My previous favourite example in the genre was a lady who presented with what looked like a cherry tomato where her eye had been.
She had been woken from sleep by the pain. In her life she had given birth four times, had peritonitis, and fractured a neck of femur. She reckoned the pain in her eye was worse than any of those. She could just about count the fingers that I waved in front of her eye, for the few seconds that she could bear to keep it open.
So I phoned the ophthalmology department, and before being allowed to talk to the doctor on call, I was forcibly guided through a triage flowchart. This came to the conclusion that GPs probably hadn’t come across conjunctivitis before, and cheerily suggested that I pack her off with a few days of chloramphenicol.
For sheer inventiveness though, there is a new champion. This was another lady, who had phoned a well-known medical helpline for advice. On a Sunday night at home she had stood up in the kitchen, and bumped her head on a cupboard door. For some reason this had prompted a phone call rather than a bit of mild to moderate swearing, and she had been whisked into the vortex of a head injury pathway.

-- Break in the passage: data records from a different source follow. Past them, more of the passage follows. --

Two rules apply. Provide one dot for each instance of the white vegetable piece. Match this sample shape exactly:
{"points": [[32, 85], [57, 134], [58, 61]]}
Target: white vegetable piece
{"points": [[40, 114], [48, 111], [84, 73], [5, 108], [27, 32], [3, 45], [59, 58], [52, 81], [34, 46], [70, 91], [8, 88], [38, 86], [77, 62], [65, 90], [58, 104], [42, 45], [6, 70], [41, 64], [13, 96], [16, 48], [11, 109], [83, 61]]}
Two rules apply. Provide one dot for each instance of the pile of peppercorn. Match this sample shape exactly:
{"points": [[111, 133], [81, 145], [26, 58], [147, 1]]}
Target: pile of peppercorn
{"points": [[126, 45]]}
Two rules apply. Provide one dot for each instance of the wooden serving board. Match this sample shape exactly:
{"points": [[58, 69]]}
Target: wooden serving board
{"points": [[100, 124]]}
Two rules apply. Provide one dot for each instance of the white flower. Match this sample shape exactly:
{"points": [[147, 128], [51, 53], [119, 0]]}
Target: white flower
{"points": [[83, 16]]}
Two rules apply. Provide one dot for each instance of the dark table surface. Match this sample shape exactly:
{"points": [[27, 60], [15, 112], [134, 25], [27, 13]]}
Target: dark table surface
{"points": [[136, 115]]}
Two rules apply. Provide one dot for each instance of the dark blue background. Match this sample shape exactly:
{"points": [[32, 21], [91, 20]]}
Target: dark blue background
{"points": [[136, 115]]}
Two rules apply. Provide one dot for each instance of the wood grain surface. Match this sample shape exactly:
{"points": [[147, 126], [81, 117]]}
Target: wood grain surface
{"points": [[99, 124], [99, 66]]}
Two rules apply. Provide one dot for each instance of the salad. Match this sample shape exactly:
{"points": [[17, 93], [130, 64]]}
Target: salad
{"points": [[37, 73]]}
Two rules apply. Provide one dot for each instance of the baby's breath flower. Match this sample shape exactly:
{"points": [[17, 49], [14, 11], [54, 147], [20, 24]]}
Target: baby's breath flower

I spoke to her the next day, when she anxiously told me that she was fulfilling two of the criteria for a severe head injury. Excessively drowsy, and with a change in personality that was making her snap at everybody, did I think she needed a CT? This being a Monday on call, I’d have been next in the queue, but I did the decent thing and took a history.
The mystery of her tiredness and irritability quickly melted away. She had been advised that she needed regular neurological observations so her husband, clearly something of a go-getter, had fetched a torch from the car and set to work. Every two hours, without fail, he had woken her throughout the night to check her pupils were still reacting nicely. She could hardly stand up and was thinking of taking the day off work. Come to think of it, he was feeling a bit peaky too.
One-size-fits-all defensive medicine. You can’t beat it.